Pengecoran presisi lilin yang hilang adalah proses pengecoran presisi. Ukuran dan bentuknya dalam keadaan stabil selama proses pengecoran dan tidak akan menyebabkan deformasi atau deformasi. Permukaan pengecoran presisi lilin yang hilang selalu menghasilkan permukaan kasar yang dibentuk oleh partikel pasir halus, yang tidak dapat memenuhi nilai kekasaran permukaan Ra3.2 dari pola. Keseimbangan mobil presisi 0,5mm dapat menjamin persyaratan pemrosesan setiap kekasaran permukaan pemrosesan, dan dapat memberikan jatah pemrosesan yang cukup untuk setiap permukaan pemrosesan. Pengecoran bahan 65Nn dianilkan sebelum proses pemotongan mekanis, dan tidak ada kasus bahwa pemotongan tidak dilakukan karena pengerasan lapisan permukaan. 8-φ10mm lubang dan desain cetakan keyway dapat diabaikan, terutama berdasarkan biaya pembuatan cetakan dan kesulitan manufaktur cetakan, serta masalah harga dibandingkan dengan teknologi pemrosesan.
Keuntungan terbesar dari pengecoran presisi lilin yang hilang adalah karena coran memiliki akurasi dimensi dan finishing permukaan yang lebih tinggi, pemrosesan dapat dikurangi, tetapi bagian-bagiannya hanya membutuhkan sedikit jatah permesinan, dan bahkan beberapa coran dipertahankan.
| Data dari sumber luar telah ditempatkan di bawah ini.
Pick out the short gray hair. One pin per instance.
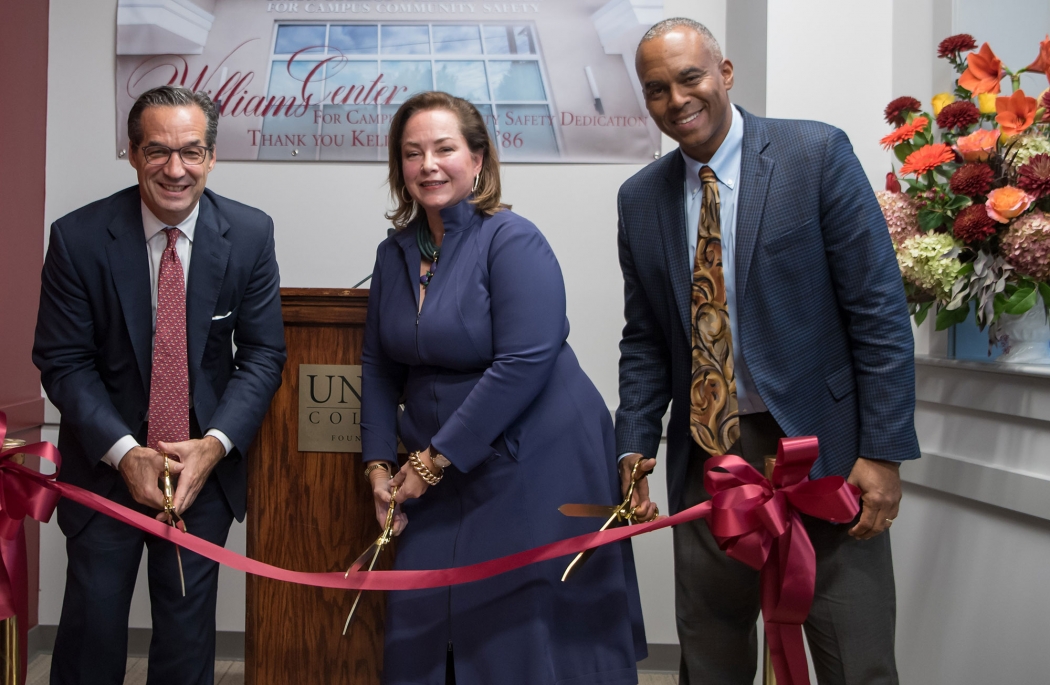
(668, 25)
(169, 96)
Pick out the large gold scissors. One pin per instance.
(624, 512)
(373, 552)
(173, 518)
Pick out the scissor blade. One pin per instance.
(350, 617)
(595, 511)
(363, 559)
(582, 558)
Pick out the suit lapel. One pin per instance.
(671, 212)
(406, 239)
(129, 266)
(755, 172)
(211, 252)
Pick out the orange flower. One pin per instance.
(1015, 112)
(983, 73)
(1006, 203)
(905, 132)
(1042, 62)
(978, 146)
(927, 158)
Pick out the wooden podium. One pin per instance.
(310, 511)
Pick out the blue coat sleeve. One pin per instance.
(382, 381)
(529, 327)
(645, 364)
(65, 351)
(259, 337)
(867, 282)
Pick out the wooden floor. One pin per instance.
(232, 672)
(227, 672)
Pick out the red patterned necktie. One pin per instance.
(714, 414)
(169, 389)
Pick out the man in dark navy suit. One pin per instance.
(144, 296)
(762, 298)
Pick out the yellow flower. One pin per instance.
(942, 99)
(986, 103)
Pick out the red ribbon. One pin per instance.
(758, 522)
(755, 521)
(19, 498)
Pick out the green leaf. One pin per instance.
(948, 317)
(1045, 291)
(999, 304)
(1021, 302)
(922, 312)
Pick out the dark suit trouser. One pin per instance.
(90, 647)
(852, 623)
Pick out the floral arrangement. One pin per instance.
(972, 223)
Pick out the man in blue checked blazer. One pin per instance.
(821, 346)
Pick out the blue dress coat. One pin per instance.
(486, 377)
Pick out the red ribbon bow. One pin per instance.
(20, 497)
(757, 521)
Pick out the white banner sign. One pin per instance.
(319, 81)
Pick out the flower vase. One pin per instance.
(1026, 337)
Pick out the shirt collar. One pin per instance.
(726, 162)
(152, 225)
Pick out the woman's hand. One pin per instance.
(410, 483)
(381, 484)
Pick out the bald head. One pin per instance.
(666, 26)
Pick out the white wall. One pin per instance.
(833, 61)
(329, 221)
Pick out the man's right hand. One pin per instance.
(644, 509)
(142, 470)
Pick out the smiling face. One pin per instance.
(687, 90)
(171, 190)
(438, 166)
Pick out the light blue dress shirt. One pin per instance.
(726, 164)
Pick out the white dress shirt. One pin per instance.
(156, 242)
(726, 164)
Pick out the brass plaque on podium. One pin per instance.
(330, 408)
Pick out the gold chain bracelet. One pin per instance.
(428, 476)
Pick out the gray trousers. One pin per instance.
(851, 625)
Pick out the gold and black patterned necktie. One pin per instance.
(714, 415)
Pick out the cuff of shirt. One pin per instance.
(121, 448)
(218, 435)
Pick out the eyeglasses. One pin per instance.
(191, 154)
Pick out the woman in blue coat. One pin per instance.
(466, 328)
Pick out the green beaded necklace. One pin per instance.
(428, 250)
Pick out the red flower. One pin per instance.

Tunjangan penggilingan dan pemolesan dapat digunakan tanpa pemesinan. Keuntungan lain dari metode pengecoran presisi lilin yang hilang adalah dapat secara akurat melemparkan coran kompleks dari berbagai paduan, terutama untuk pengecoran presisi pengecoran paduan suhu tinggi. Misalnya, profil yang disederhanakan dan rongga pendinginan bilah mesin jet hampir tidak dapat dibentuk oleh permesinan. Menggunakan proses pengecoran presisi lilin yang hilang tidak hanya dapat mencapai produksi massal, tetapi juga memastikan konsistensi coran dan menghindari konsentrasi stres alat sisa setelah diproses.